ACADIA NATIONAL PARK — The road to the top of Cadillac Mountain had to be shut down for more than an hour twice in the last week due to gridlock from too many vehicles at the summit.
During the early afternoon on both Sunday and on Aug. 5, rangers closed off the inbound lane to the summit at the junction with the Park Loop Road to allow time for the crush of vehicles to clear. The closure on Sunday was for nearly two hours. On Aug. 5, it lasted just over an hour.
According to Ranger Darren Belskis, traffic begins backing up at the summit when arriving visitors cannot find space to park. There are 120 individual parking spaces at the summit and slots for five buses.
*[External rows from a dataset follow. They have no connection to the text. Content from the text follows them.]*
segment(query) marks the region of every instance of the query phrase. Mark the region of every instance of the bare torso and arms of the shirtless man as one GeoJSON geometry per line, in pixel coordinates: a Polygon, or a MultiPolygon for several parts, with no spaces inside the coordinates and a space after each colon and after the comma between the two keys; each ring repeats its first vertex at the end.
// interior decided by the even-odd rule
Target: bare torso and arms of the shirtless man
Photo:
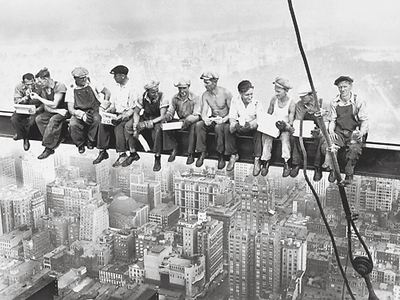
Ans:
{"type": "Polygon", "coordinates": [[[232,94],[226,88],[217,86],[213,92],[205,91],[201,97],[202,117],[208,117],[211,108],[213,117],[226,117],[229,114],[229,107],[232,101],[232,94]]]}

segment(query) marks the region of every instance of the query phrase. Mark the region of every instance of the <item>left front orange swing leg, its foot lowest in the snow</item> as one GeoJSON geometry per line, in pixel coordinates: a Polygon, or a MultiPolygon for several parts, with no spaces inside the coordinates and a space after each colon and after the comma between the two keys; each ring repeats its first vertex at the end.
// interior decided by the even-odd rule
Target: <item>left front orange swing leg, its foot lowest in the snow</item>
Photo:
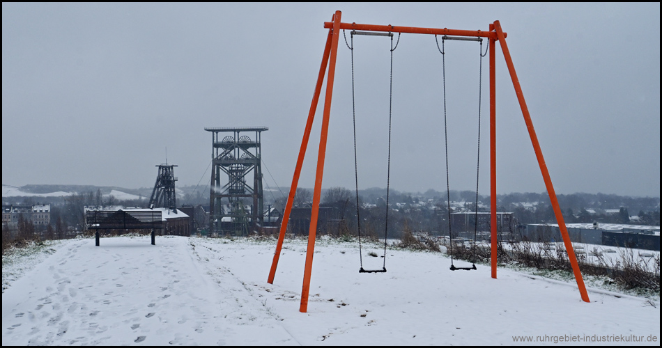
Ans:
{"type": "Polygon", "coordinates": [[[331,95],[333,93],[333,77],[336,71],[336,55],[338,53],[338,32],[340,31],[340,11],[334,15],[333,33],[331,39],[331,52],[329,60],[329,75],[326,81],[326,97],[324,100],[324,113],[322,118],[322,132],[320,135],[320,148],[317,156],[317,173],[315,175],[315,191],[313,193],[313,207],[310,216],[310,231],[308,232],[308,249],[306,252],[306,265],[303,272],[303,287],[301,290],[301,305],[299,311],[308,310],[308,292],[310,289],[310,274],[313,268],[313,253],[315,251],[315,238],[317,235],[317,217],[322,189],[322,175],[324,173],[324,157],[326,155],[326,141],[329,131],[329,116],[331,113],[331,95]]]}

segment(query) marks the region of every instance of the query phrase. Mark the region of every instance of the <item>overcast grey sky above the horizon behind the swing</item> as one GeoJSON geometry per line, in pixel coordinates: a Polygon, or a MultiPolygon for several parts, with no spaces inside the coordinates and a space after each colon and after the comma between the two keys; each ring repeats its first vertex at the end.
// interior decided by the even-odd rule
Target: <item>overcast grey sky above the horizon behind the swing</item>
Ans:
{"type": "MultiPolygon", "coordinates": [[[[204,185],[204,127],[265,126],[263,161],[288,187],[328,34],[323,22],[335,10],[342,22],[362,24],[488,30],[500,20],[556,192],[659,197],[659,3],[2,3],[2,183],[151,187],[167,148],[178,184],[204,185]]],[[[359,187],[386,187],[390,41],[359,36],[354,46],[359,187]]],[[[450,187],[473,190],[479,44],[445,49],[450,187]]],[[[500,47],[496,62],[498,192],[543,192],[500,47]]],[[[434,37],[401,35],[393,70],[391,187],[443,191],[434,37]]],[[[314,186],[322,107],[300,187],[314,186]]],[[[323,186],[354,187],[342,39],[323,186]]]]}

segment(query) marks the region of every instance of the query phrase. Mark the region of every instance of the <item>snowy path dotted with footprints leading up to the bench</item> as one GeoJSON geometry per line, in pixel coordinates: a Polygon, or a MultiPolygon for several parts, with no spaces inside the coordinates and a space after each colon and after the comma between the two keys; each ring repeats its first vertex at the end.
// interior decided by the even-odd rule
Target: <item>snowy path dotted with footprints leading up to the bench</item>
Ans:
{"type": "Polygon", "coordinates": [[[72,240],[2,296],[3,345],[291,343],[232,276],[211,282],[183,238],[72,240]],[[253,343],[259,343],[254,341],[253,343]]]}

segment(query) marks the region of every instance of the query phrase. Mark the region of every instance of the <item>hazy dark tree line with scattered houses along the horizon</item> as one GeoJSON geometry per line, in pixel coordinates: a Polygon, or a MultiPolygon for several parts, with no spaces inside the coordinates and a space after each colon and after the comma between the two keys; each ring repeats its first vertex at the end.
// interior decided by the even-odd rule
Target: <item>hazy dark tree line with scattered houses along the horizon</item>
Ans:
{"type": "MultiPolygon", "coordinates": [[[[266,205],[274,205],[281,212],[286,203],[283,192],[265,192],[266,205]],[[273,194],[272,194],[273,193],[273,194]]],[[[294,207],[309,207],[312,202],[312,190],[298,188],[293,200],[294,207]]],[[[404,228],[413,231],[426,231],[444,235],[448,230],[447,198],[453,202],[464,202],[463,207],[453,206],[451,212],[463,209],[475,211],[475,191],[450,191],[449,193],[428,190],[424,193],[406,193],[397,190],[388,192],[390,209],[386,209],[386,189],[373,188],[359,191],[358,202],[356,191],[344,187],[324,189],[321,197],[321,207],[331,208],[329,221],[321,228],[334,234],[352,234],[359,227],[364,235],[375,237],[399,237],[404,228]],[[357,204],[358,203],[358,204],[357,204]],[[419,203],[424,203],[420,205],[419,203]],[[386,221],[388,214],[388,223],[386,221]],[[359,223],[360,222],[360,223],[359,223]]],[[[660,225],[659,198],[638,198],[617,196],[603,193],[573,193],[557,195],[564,220],[567,223],[632,223],[640,225],[660,225]],[[605,209],[619,209],[616,214],[610,214],[605,209]],[[591,210],[591,211],[590,211],[591,210]],[[637,220],[633,220],[637,216],[637,220]]],[[[76,235],[84,230],[84,206],[90,205],[123,205],[125,207],[144,207],[148,200],[121,200],[114,196],[103,195],[101,189],[82,193],[73,193],[64,197],[12,197],[3,198],[3,205],[34,205],[50,204],[51,218],[47,226],[34,226],[27,216],[22,217],[16,226],[3,225],[3,245],[6,240],[17,236],[22,239],[47,238],[59,239],[76,235]]],[[[203,189],[190,191],[178,199],[178,205],[201,204],[208,207],[208,195],[203,189]]],[[[250,204],[250,203],[249,203],[250,204]]],[[[478,196],[478,211],[488,212],[490,197],[478,196]]],[[[498,195],[498,212],[514,213],[516,222],[521,226],[528,223],[556,223],[555,215],[549,197],[543,193],[508,193],[498,195]]]]}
There are an additional 38 spaces in the Blue Hill Overlook lot approximately a quarter mile back down the mountain.
When visitors stop at the summit and wait for a space to open up, the line of vehicles can back up past the Blue Hill lot.
“People may see cars coming down, but usually it’s just those who got tired of waiting, gave up and turned around,” Belskis said.
Rangers need to keep the road free of traffic jams, as they are frequently called to medical emergencies on the mountain.
Just after closing the road on Aug. 5, a 16-year-old boy from Brooklyn, N.Y, who has a history of cardiac issues, reported experiencing chest pains while bicycling up Cadillac with a group. Rangers and paramedics from the Bar Harbor Fire Department ambulance service responded.
Other medical emergencies handled by rangers on the mountain last week included a man from Poland who tripped on his shoelaces while hiking and suffered a possible broken nose, and several injured ankle and heat-related medical problems. “We need to maintain full emergency vehicle access at all times,” Belskis said.
Parking and congestion-related violations occupy a lot of ranger time and attention all over Acadia at this time of year, Belskis explained. It is not unusual for more than a dozen tickets for obstructing traffic, parking off the roadway, or illegal parking to be issued daily. Dozens of warnings are issued. Sometimes, rangers have no choice but to tow vehicles away.
In one incident on the Cadillac Summit Road on Monday, a man from Jonesport was ordered to move his car because it was obstructing the travel lane, but he refused and got belligerent, Belskis said. Eventually, the man complied after being threatened with having his vehicle towed. “We haven’t finished the paperwork yet, but he will be getting a ticket,” Belskis said.